Bertanya Rasulullah shallallahu ‘alaihi wa sallam kepadanya, “Apa yang engkau miliki sebagai mahar?”

“Aku tidak memiliki sesuatu pun,” jawab pemuda itu.

“Di mana baju besi yang pernah kuberikan padamu?” tanya Rasulullah shallallahu ‘alaihi wa sallam lagi.

“Masih ada padaku,” jawabnya. “Berikan itu kepadanya,” kata Rasulullah shallallahu ‘alaihi wa sallam.

Dengan mahar itulah, empat bulan setelah berpengantin dengan ‘Aisyah radhiallahu ‘anha, Rasulullah shallallahu ‘alaihi wa sallam menikahkan sang pemuda, ‘Ali bin Abi Thalib radhiallahu ‘anhu, dengan putrinya, Fathimah radhiallahu ‘anha. Saat itu, ‘Ali bin Abi Thalib radhiallahu ‘anhu berusia 21 tahun 5 bulan sementara Fathimah menginjak 15 tahun 5,5 bulan usianya. Sebelum itu, Abu Bakr ash-Shiddiq radhiallahu ‘anhu pernah pula berniat meminang Fathimah radhiallahu ‘anha, begitu pun ‘Umar bin al-Khaththab radhiallahu ‘anhu. Namun Rasulullah shallallahu ‘alaihi wa sallam tak menyambut pinangan mereka berdua dan menolaknya dengan halus.
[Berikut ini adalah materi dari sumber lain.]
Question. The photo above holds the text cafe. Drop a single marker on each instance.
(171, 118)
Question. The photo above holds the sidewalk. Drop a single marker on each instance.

Mempelai pengantin mulia yang begitu bersahaja. Tak ada pada mereka selain hamparan dari kulit dan bantal kulit yang berisi sabut. Berjalan seiring dalam rumah tangga yang begitu bersahaja. Mengambil air, menggiling tepung, mereka lakukan dengan kedua tangan mereka sendiri, hingga suatu saat mereka rasakan beratnya. Dada ‘Ali terasa sakit, tangan Fathimah melepuh karenanya. ‘Ali pun mengusulkan untuk meminta seorang pembantu kepada Rasulullah shallallahu ‘alaihi wa sallam yang saat itu Allah subhanahu wa ta’ala karuniai para tawanan.

Fathimah radhiallahu ‘anha datang kepada ayahnya. “Apa yang menyebabkanmu datang kemari, putriku?” tanya Rasulullah shallallahu ‘alaihi wa sallam ketika itu.

Rasa malu menyelimuti Fathimah untuk mengutarakan maksudnya meminta seorang pembantu. Akhirnya dia hanya berucap, “Aku datang hanya untuk mengucapkan salam kepadamu.” Pulanglah ia kepada suaminya.

“Apa yang kau lakukan?” tanya ‘Ali. “Aku merasa malu untuk meminta kepadanya,” jawab Fathimah. Lalu mereka berdua datang bersama ke hadapan Rasulullah shallallahu ‘alaihi wa sallam untuk menyampaikan keinginan mereka.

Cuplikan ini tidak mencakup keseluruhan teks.